Overview
For over a decade, Nefertiti, wife of the heretic king Akhenaten, was the most influential woman in the Bronze Age world: a beautiful queen blessed by the sun god, adored by her family, and worshipped by her people.
Her image and her name were celebrated throughout Egypt and her future seemed golden. Suddenly Nefertiti disappeared from the royal family, vanishing so completely that it was as if she had never been. No record survives to detail her death, no monument serves to mourn her passing, and to this day her end remains an enigma—her body has never been found. Fully revising her classic biography of Egypt’s sun queen, historian Joyce Tyldesley draws on a wealth of scholarly and archeological evidence to investigate the truth behind the life, times, and mysterious disappearance of the legendary Nefertiti.
Synopsis
In the tradition of her intriguing Hatchepsut, Joyce Tyldesley rescues another female ruler from the shadows of history c. 1350 b.c.: Queen Nefertiti (literally "a beautiful woman has come"). We know her from the exquisite painted bust in the Berlin Museum, discovered in 1912, which has made her ancient Egypt's most recognizable queen and a symbol of her country's history. Until now, however, she has remained largely unknown and unrecognized for her contributions to Egyptian society. Wife of Akhenaten, the monotheistic pharaoh, adored by her family, blessed by the sun god, and worshiped by her people, Nefertiti suddenly and completely vanished from the record. Was she banished by her husband or raised to rule as his equal?

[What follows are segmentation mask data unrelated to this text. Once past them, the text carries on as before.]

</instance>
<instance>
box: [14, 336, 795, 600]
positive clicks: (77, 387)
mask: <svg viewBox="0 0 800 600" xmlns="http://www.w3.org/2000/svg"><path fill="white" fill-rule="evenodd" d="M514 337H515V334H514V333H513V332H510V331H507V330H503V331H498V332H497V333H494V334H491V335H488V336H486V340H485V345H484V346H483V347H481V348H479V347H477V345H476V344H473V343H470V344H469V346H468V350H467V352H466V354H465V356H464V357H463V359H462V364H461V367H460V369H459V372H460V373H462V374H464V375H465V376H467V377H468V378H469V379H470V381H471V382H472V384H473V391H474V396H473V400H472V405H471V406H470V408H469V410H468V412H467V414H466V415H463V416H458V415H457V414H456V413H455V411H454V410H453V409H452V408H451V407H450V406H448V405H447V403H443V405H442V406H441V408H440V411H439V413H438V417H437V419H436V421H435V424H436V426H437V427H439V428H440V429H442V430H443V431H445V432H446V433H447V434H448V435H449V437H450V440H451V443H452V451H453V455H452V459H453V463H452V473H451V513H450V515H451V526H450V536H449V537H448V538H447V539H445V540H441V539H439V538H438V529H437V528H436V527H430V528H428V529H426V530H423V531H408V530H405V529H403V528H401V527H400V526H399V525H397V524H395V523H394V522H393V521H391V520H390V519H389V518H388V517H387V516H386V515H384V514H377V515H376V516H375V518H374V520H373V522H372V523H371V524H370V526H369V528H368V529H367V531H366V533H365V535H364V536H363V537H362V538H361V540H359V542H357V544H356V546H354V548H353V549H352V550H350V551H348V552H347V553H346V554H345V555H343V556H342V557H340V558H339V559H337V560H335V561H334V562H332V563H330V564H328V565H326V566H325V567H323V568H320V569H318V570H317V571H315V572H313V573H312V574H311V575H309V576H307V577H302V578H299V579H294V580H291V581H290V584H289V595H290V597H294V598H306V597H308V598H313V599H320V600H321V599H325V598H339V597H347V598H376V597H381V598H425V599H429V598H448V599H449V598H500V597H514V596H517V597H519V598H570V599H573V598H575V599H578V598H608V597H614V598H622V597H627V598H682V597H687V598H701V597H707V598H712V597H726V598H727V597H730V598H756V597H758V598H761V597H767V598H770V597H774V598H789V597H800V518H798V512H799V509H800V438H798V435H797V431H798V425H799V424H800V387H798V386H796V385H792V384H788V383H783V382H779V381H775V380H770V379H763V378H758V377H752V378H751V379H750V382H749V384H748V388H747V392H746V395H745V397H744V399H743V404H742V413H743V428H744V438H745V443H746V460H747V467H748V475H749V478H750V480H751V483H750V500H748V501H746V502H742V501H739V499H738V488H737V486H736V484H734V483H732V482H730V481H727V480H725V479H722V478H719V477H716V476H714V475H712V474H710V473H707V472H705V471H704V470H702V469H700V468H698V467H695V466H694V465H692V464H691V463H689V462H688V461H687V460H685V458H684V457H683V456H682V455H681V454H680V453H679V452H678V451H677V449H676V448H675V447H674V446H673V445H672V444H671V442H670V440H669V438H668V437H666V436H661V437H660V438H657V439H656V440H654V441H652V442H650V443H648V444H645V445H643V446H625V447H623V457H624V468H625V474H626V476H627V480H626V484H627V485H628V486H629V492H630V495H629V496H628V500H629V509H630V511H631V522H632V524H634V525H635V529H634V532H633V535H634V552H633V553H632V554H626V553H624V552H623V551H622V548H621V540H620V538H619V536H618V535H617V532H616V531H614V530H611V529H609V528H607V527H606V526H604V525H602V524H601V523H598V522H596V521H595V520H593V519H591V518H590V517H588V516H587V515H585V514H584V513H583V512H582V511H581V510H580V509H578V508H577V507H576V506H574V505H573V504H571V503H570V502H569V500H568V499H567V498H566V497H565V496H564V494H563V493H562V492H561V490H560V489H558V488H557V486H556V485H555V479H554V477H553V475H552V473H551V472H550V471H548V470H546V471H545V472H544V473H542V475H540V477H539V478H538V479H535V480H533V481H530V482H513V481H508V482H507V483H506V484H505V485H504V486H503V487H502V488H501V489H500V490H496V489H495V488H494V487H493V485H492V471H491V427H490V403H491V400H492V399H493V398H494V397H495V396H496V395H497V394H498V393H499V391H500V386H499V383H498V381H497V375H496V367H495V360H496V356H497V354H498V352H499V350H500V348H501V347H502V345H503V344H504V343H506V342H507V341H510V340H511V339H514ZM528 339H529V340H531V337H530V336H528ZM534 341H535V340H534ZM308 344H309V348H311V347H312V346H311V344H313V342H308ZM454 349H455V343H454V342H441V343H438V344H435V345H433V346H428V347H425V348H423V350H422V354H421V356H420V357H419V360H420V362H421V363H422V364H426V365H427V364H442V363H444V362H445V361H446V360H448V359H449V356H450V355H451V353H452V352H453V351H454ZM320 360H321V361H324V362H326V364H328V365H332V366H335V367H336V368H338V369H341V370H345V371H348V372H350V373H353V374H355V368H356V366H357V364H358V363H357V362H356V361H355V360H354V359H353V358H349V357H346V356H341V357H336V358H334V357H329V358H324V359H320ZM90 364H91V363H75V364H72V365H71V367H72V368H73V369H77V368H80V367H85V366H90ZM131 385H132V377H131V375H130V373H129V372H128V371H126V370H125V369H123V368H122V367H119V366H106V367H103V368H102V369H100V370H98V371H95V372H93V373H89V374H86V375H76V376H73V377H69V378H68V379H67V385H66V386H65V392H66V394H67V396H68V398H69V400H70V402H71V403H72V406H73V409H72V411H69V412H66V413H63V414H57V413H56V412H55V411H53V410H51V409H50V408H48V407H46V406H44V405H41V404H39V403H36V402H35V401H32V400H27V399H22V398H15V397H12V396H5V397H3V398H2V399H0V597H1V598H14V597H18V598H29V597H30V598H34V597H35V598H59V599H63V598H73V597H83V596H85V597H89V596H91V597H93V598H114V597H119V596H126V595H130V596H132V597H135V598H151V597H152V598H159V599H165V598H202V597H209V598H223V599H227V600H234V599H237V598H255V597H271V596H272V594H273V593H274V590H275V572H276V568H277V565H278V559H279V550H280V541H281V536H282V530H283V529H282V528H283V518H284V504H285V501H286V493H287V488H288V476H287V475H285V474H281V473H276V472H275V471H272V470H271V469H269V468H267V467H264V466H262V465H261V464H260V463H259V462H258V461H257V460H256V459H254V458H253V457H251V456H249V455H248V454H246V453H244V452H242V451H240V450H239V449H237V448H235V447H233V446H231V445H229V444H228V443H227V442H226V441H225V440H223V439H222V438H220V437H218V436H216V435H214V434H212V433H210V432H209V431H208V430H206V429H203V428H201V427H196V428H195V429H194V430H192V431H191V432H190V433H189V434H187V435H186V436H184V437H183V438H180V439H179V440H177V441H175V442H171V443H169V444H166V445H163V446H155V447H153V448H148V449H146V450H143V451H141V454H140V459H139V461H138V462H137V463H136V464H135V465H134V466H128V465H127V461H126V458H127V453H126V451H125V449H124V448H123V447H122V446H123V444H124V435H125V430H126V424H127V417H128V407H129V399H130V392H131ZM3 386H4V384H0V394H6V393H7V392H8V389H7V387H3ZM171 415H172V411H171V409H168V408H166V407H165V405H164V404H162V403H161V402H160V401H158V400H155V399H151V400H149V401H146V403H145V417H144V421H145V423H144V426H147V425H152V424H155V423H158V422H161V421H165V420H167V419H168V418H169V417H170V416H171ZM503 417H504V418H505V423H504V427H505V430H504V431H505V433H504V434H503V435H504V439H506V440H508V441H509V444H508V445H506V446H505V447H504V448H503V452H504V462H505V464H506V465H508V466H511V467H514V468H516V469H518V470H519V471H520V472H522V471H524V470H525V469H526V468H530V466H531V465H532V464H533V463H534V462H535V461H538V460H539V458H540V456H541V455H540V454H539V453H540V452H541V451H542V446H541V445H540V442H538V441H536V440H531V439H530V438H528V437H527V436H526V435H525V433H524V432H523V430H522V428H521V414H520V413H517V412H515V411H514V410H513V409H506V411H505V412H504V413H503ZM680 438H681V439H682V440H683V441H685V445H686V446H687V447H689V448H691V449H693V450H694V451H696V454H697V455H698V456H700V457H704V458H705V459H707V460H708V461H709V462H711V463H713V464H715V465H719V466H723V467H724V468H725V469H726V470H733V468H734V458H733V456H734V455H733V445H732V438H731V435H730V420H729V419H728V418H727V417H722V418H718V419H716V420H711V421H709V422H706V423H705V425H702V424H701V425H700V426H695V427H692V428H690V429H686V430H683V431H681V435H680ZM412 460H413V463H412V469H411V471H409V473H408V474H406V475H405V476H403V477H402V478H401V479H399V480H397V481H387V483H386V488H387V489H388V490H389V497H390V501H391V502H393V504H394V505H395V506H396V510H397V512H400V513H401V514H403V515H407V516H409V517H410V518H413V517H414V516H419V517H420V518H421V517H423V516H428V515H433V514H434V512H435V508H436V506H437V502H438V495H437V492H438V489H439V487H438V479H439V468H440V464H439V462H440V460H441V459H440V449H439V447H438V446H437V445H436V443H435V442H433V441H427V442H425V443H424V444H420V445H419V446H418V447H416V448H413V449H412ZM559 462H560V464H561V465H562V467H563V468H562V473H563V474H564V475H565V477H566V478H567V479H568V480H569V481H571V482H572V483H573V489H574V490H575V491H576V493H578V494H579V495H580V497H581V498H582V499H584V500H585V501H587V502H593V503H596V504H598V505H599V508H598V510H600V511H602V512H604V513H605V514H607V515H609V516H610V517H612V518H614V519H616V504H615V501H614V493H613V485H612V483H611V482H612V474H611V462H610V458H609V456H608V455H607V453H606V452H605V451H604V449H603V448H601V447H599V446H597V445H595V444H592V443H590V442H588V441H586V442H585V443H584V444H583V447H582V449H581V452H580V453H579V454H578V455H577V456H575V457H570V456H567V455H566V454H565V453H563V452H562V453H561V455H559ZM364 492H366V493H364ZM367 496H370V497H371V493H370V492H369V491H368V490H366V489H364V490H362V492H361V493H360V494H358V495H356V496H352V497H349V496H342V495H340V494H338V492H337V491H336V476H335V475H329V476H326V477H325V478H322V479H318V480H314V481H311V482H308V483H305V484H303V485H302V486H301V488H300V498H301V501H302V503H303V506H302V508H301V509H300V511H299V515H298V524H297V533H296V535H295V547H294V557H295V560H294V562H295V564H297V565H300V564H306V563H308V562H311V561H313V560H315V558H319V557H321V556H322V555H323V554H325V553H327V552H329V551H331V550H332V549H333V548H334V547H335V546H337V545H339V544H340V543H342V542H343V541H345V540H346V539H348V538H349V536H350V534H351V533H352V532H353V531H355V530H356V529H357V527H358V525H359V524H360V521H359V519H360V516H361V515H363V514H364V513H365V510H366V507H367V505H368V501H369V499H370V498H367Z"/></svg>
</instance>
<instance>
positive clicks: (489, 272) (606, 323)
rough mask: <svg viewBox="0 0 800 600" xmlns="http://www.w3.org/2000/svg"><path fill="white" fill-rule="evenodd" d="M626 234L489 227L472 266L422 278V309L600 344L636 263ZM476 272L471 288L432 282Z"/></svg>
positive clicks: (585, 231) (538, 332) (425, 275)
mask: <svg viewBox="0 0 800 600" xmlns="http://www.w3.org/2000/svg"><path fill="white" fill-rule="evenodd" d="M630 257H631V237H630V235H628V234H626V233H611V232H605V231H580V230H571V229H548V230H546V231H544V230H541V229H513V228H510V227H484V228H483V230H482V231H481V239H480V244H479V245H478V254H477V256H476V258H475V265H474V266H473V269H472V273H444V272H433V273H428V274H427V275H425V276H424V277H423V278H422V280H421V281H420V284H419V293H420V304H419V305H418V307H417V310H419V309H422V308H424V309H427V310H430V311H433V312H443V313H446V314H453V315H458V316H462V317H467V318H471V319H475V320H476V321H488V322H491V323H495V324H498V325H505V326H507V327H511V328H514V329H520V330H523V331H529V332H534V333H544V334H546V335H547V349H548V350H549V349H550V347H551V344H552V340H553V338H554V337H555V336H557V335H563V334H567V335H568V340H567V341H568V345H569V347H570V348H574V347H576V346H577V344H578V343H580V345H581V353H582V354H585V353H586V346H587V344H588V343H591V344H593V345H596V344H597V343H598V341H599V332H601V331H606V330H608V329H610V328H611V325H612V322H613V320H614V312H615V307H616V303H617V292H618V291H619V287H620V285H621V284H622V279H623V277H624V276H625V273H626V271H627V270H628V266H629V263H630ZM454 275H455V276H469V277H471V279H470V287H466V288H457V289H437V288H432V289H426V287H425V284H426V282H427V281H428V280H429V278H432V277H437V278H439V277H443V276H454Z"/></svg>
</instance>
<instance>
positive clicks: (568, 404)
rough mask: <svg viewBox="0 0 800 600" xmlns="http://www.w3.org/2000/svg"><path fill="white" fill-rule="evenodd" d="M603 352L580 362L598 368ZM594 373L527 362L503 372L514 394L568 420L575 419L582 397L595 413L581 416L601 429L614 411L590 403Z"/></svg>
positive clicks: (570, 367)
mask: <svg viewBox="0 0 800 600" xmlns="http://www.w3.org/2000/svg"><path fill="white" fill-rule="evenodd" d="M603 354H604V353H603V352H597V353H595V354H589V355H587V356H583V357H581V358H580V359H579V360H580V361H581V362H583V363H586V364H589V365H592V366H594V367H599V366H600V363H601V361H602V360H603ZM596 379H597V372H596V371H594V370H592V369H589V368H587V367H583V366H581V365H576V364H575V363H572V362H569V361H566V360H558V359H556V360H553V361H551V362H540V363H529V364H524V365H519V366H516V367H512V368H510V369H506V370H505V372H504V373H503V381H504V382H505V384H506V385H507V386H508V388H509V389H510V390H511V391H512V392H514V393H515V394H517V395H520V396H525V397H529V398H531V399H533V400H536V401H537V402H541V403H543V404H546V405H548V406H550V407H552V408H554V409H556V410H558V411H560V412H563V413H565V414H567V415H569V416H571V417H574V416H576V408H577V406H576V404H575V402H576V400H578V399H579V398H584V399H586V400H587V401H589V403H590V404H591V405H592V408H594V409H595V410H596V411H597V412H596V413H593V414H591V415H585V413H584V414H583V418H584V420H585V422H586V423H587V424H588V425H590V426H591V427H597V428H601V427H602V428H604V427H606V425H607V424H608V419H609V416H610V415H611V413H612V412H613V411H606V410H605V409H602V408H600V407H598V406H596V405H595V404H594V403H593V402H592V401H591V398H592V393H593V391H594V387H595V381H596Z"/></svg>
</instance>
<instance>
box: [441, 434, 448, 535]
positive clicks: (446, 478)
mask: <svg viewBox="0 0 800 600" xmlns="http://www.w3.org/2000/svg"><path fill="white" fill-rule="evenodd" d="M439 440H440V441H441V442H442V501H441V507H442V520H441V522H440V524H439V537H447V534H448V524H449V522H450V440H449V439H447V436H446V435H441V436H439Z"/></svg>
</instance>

Did she reign, under another name, in her own right? Could she have been the áminence grise behind the young Tutankhamen, her son-in-law? Tyldesley synergizes archeological, textual, and artistic evidence in a detailed discussion of Nefertiti's life and times at the ephemeral and heretical Amarna court. Nefertiti is a radical re-creation of the woman who was the most influential in the Bronze Age world.
Publishers Weekly
If biographers choose their subjects based on interest, then Nefertiti, beloved queen of the heretic pharaoh, Akhenaten, is certainly a worthy one. But she's also scholar Tyldesley's (Hatchepsut, etc.) most elusive subject yet, since, as Tyldesley admits, there are only "meagre shreds of evidence" that can support a variety of interpretations about the sun queen. Drawing on a "random assortment" of archeological remains, a few historical documents and much religious and mortuary art and architecture, she presents an engaging portrait of what Egyptian life was like during Akhenaten's reign, as well as the time just before and after. But because nothing is known about Nefertiti's parentage (no one claimed to be related to her) or her exact role as queen, and no verifiable conclusion can be reached about her fate, the information here is closer to pure context or even a biography of Akhenaten himself. Even the artists of the 18th Dynasty weren't concerned with exact representation, making Tyldesley's job even harder. Ever since the Germans first put her now famous bust on display in Berlin in 1924, Nefertiti has become a symbol of the Egyptian world and of beauty itself. Unfortunately, due to the lack of other reliable records, this account of her life is mostly speculation, not established truth. (Mar.)